Crisi greca, progressi ma nessuna intesa I tassi tornano a calare
Troika ad Atene la settimana prossima
Nonostante il brusco calo del rendimento dei bond greci a scadenza biennale, sceso ieri fino all’8,59% dal 10% del giorno precedente (il livello più alto degli ultimi 8 mesi), la Grecia e i suoi creditori internazionali non hanno ancora trovato un accordo sulle nuove misure che il governo di Atene deve adottare per ottenere la prossima tranche di aiuti prevista dal (terzo) salvataggio da 86 miliardi. Ma «abbiamo fatto progressi sostanziali e siamo vicino a un terreno comune per la missione ad Atene la prossima settimana» della Troika (Commissione Ue, Bce, Fmi più Esm), ha dichiarato il presidente dell’Eurogruppo Jeroen Dijsselbloem al termine della riunione di emergenza convocata ieri pomeriggio a Bruxelles, dopo il compromesso raggiunto tra i creditori europei e il Fondo monetario internazionale sulle richieste da avanzare ad Atene, un incontro al quale ha partecipato anche il ministro delle Finanze greche Euclid Tsakalotos e il numero uno del Meccanismo europeo di stabilità (Esm), Klaus Regling.
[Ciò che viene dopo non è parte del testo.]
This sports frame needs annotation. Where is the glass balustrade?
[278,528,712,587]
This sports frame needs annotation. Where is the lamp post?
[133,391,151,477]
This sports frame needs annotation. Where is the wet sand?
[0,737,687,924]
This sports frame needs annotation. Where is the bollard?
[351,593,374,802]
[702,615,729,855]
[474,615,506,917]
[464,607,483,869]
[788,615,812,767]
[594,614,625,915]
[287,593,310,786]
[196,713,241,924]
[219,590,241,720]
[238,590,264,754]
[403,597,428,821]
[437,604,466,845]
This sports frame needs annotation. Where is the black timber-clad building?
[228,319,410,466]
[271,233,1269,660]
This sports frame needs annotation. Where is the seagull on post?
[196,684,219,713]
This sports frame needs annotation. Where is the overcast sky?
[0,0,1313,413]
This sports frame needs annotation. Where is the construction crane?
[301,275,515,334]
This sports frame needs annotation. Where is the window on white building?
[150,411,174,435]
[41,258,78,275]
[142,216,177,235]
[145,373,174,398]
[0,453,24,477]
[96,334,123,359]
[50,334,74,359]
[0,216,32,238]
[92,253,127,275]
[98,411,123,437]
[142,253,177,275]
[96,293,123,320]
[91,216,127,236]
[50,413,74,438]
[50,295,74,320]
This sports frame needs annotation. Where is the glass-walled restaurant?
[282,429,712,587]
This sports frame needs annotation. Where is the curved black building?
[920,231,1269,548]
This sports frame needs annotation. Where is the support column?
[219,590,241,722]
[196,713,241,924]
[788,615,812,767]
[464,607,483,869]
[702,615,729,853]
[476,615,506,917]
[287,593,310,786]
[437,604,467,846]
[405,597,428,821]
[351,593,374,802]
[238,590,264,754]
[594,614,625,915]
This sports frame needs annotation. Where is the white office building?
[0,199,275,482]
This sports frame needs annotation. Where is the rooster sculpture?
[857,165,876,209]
Toccherà poi ai ministri delle Finanze dalla zona euro, nella riunione del 20 febbraio — ha aggiunto Dijsselbloem — fare «il punto degli ulteriori progressi della seconda verifica del programma». L’ultima occasione per trovare un’intesa e sbloccare il pagamento di 7 miliardi, prima della tornata elettorale, che scatterà con le elezioni politiche in Olanda, il 15 marzo, seguite dalle presidenziali in Francia e, in autunno, dal voto in Germania.
L’Europa chiede ad Atene di raggiungere un surplus primario (che esclude cioè le spese per gli interessi sul debito pubblico) del 3,5% sul Pil. Secondo il Fmi però la Grecia può arrivare solo all’1,5% l’anno prossimo e quelli seguenti. Da qui la necessità di nuove misure per centrare i target Ue. Secondo fonti elleniche, i creditori puntano a 1,8 miliardi di nuovi provvedimenti fino al 2018 e altri 1,8 miliardi dopo il 2018, da reperire allargando la base imponibile e con nuovi tagli alle pensioni. Sul tappeto resta poi la questione sul del debito pubblico, oggi al 179% del Pil: il Fmi lo ritiene insostenibile e chiede all’Europa un «alleggerimento» scontrandosi però con Berlino.